Many of us will have fond memories of our experiences in school libraries as children. These libraries were spaces where we felt safe, and where we could encounter magical new worlds and characters beyond our imaginings in books.

Contemporary schools face complex and competing demands, such as crowded curriculums and the implementation of high-stakes testing, which can lead to reading for pleasure falling by the wayside. However, we know that reading for pleasure is strongly associated with diverse literacy benefits (as I explore in my 2018 book Reading Engagement for Tweens and Teens), and for some students, their only opportunities for reading for pleasure may be in school. Therefore, reading for enjoyment needs to be supported in schools, and school libraries and their staff can play an important role in realising this objective.

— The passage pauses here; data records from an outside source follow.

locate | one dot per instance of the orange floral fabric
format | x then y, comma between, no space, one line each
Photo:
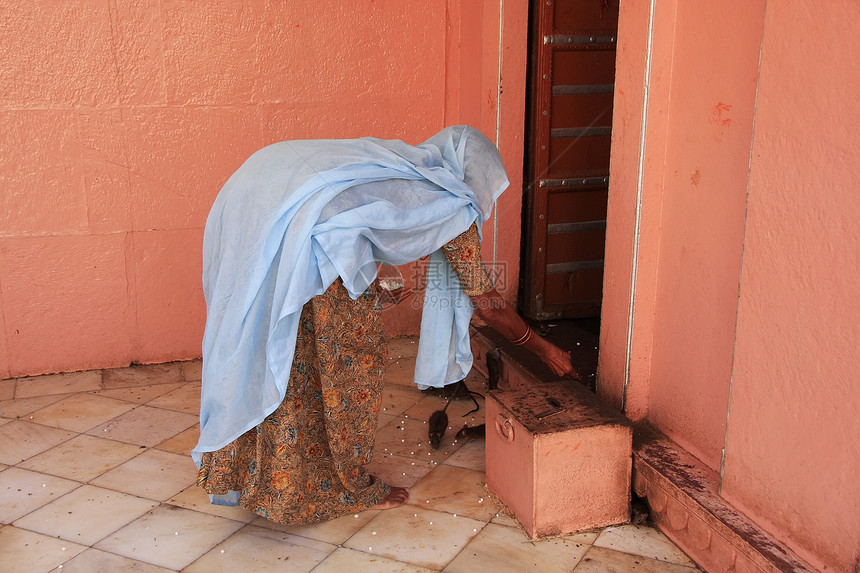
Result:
305,462
464,256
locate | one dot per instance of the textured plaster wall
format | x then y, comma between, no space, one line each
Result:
742,228
708,129
793,451
121,120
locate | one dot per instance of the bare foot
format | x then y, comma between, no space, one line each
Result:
395,498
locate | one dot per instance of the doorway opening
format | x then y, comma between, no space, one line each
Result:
571,80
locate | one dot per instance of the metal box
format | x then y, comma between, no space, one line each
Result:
558,458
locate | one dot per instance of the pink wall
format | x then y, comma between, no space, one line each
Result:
708,129
742,224
121,121
793,455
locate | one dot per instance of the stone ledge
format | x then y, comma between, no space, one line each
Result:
683,496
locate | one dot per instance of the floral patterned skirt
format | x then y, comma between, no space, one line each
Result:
304,462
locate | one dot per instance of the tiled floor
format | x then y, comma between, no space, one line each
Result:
95,476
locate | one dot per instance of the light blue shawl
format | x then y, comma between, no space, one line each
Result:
297,215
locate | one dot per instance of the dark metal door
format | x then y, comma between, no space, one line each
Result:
572,75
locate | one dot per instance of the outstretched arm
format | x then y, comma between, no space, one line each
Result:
496,312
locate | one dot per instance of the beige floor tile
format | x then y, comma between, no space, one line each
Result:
383,419
193,497
396,400
138,394
58,384
262,550
7,389
334,531
80,412
416,535
23,407
191,369
183,442
471,455
23,491
503,549
398,470
169,536
505,518
457,491
644,541
153,474
95,561
186,399
146,375
82,458
28,552
358,562
86,515
407,437
22,440
602,560
145,426
459,412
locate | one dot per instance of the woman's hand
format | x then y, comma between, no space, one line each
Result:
493,310
559,362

Libraries as sites of reading for pleasure

In the course of my research with children in primary and secondary schools, I met many amazing school librarians who devote a great deal of time and passion to bringing a love of reading to their students. In their recent research in England, Teresa Cremin and Joan Swann also found that school librarians can play a powerful role in creating a shared space for reading enjoyment.

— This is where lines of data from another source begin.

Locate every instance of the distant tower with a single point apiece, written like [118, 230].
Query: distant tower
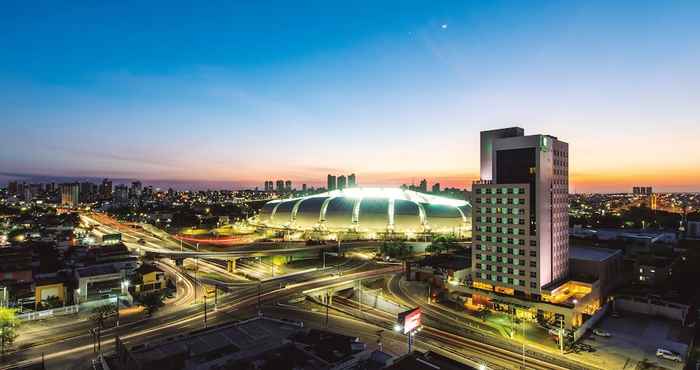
[136, 188]
[70, 194]
[331, 183]
[524, 184]
[423, 187]
[352, 181]
[106, 189]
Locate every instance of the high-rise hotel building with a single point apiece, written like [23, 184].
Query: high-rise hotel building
[520, 215]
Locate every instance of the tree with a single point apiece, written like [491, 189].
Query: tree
[8, 327]
[101, 313]
[151, 302]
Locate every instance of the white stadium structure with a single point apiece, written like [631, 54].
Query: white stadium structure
[369, 210]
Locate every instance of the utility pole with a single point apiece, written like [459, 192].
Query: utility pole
[522, 325]
[359, 295]
[327, 304]
[561, 335]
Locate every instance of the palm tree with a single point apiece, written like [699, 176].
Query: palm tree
[8, 327]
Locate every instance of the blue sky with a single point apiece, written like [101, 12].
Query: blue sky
[241, 92]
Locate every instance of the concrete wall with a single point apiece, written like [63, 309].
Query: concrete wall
[590, 322]
[648, 306]
[375, 299]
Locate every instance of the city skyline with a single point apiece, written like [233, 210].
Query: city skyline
[232, 97]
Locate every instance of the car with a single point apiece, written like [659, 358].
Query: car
[668, 355]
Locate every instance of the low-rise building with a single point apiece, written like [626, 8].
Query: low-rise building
[261, 342]
[151, 279]
[602, 264]
[98, 282]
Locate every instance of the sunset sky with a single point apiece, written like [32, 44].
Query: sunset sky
[235, 93]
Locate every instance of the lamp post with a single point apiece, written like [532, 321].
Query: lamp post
[125, 287]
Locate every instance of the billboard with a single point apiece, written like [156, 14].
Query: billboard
[410, 320]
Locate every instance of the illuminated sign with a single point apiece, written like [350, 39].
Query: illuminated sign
[410, 320]
[545, 143]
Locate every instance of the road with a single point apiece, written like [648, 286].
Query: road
[447, 321]
[72, 351]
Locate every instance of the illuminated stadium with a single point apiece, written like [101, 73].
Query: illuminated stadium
[369, 210]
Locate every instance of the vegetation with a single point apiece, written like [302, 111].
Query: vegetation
[636, 218]
[442, 244]
[9, 323]
[396, 249]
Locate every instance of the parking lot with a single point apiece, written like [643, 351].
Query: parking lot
[635, 338]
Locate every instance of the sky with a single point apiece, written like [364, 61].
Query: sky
[232, 93]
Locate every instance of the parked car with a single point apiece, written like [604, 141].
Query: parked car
[668, 355]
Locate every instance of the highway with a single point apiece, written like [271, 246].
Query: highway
[443, 333]
[68, 351]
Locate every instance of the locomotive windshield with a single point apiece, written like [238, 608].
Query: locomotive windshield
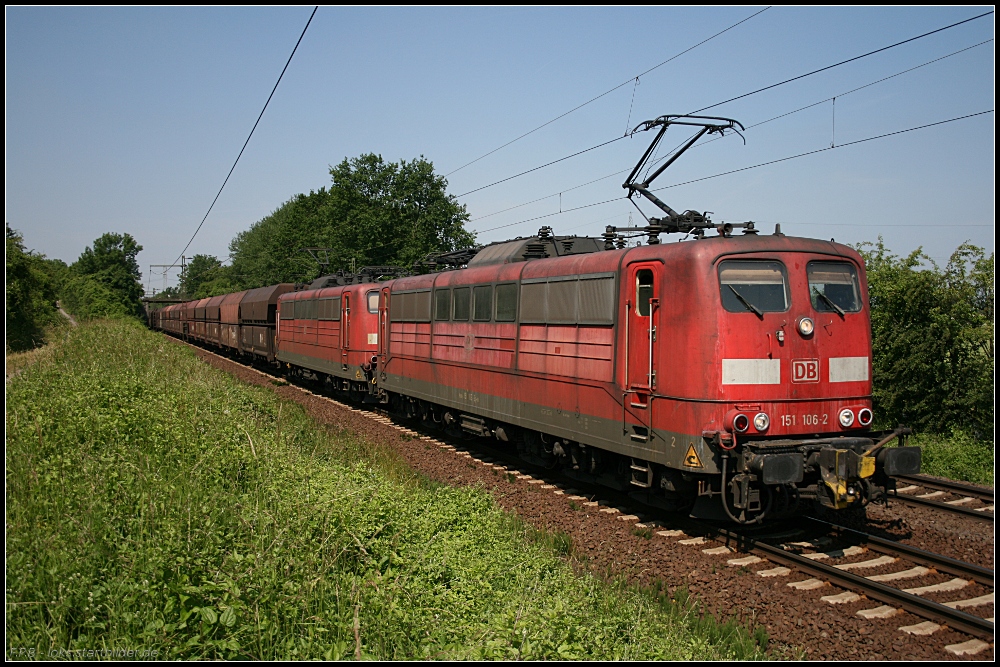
[754, 286]
[833, 286]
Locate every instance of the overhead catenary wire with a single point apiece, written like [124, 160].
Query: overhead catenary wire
[748, 127]
[607, 92]
[756, 166]
[245, 143]
[842, 62]
[759, 90]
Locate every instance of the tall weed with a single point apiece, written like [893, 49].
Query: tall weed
[155, 503]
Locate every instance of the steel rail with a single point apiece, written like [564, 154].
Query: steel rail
[934, 611]
[939, 562]
[951, 486]
[945, 507]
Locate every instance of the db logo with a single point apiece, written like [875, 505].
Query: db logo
[805, 370]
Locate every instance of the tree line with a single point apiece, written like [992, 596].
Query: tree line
[103, 282]
[374, 213]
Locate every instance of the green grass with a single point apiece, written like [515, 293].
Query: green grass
[958, 456]
[154, 503]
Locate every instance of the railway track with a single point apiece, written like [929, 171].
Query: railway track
[747, 550]
[937, 492]
[855, 585]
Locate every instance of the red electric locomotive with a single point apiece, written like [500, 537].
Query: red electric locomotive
[332, 331]
[729, 374]
[732, 370]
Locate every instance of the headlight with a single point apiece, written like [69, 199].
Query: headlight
[741, 423]
[761, 422]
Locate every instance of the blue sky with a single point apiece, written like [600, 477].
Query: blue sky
[128, 120]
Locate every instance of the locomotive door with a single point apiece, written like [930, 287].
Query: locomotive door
[642, 300]
[383, 327]
[345, 330]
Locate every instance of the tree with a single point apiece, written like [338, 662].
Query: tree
[30, 294]
[932, 337]
[374, 213]
[106, 281]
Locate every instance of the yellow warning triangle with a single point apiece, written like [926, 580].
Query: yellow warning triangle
[691, 459]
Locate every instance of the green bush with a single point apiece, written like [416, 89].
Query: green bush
[88, 298]
[957, 456]
[30, 295]
[932, 339]
[155, 503]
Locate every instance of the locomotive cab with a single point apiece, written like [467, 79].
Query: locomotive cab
[777, 370]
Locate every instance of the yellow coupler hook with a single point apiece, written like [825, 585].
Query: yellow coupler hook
[839, 467]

In 2018 I travelled to 30 schools and conducted in-depth interviews with school librarians to explore the role they play in supporting the reading engagement and literacy learning of their students. Findings were published across a range of journal articles and a 2019 book, Librarians in Schools as Literacy Educators. I found that school librarians employ a wide range of strategies to build students’ reading enjoyment, confidence and skills, with libraries invaluable sites of reading for pleasure.

Libraries supporting struggling readers

Schools are particularly concerned with supporting struggling literacy learners to improve their skills in order to enhance their academic, social and vocational opportunities. However, the role that libraries can play in improving literacy outcomes for students is not always understood. US researchers Keith Lance and Debra Kachel draw on a wealth of research that links the presence of well-resourced and staffed school libraries and student literacy performance. A recent Australian study found that increasing opportunities to access a library can have a stronger positive influence on students’ reading engagement than many other factors commonly associated with reading engagement.

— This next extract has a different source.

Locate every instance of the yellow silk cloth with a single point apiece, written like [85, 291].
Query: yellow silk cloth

Barriers faced by school librarians

Despite the research showing what libraries offer our students, cuts to library resourcing and staffing have been severe in recent times in the UK, the US and Australia. Recent research suggests that librarians can also face notable barriers in their schools that can impede their capacity to support young people’s reading engagement and literacy learning, and librarians may struggle to secure the support of their colleagues and school leaders, as the learning experiences they offer occur outside the classroom. Unfortunately, schools with libraries do not always make effective use of them, and there is also unequal access for students within a school. For example, children in the lower years of primary school have higher access than those in the upper years, reflecting previous research findings, and children in the upper years of secondary school may miss out when compared with their lower school counterparts. This means that students may not always have easy access to reading materials even when they have a school library. On one hand schools claim to value supporting student literacy, but on the other, they often fail to support the very resource that can be pivotal to student engagement and achievement. Therefore, school libraries should not be taken for granted.



Dr. Margaret K. Merga

Dr. Margaret K. Merga works at Edith Cowan University in Western Australia. She primarily conducts research in reading, literacy, librarianship and higher education. Currently she is working on projects related to the role of teacher librarians in fostering literacy in schools, how secondary schools support struggling literacy learners, adult literacy intervention, silent reading in schools, handwriting and keyboarding skills in young children, as well as projects in higher education research communication. She is the author of three recent books in reading, librarianship and quantitative data analysis, and  the 2020 Inaugural Patron of the Australian School Library Association. Margaret is committed to sharing research findings beyond academia, and was awarded the Deputy Vice Chancellor (Research) Outstanding Public Engagement Award 2019 in her institution.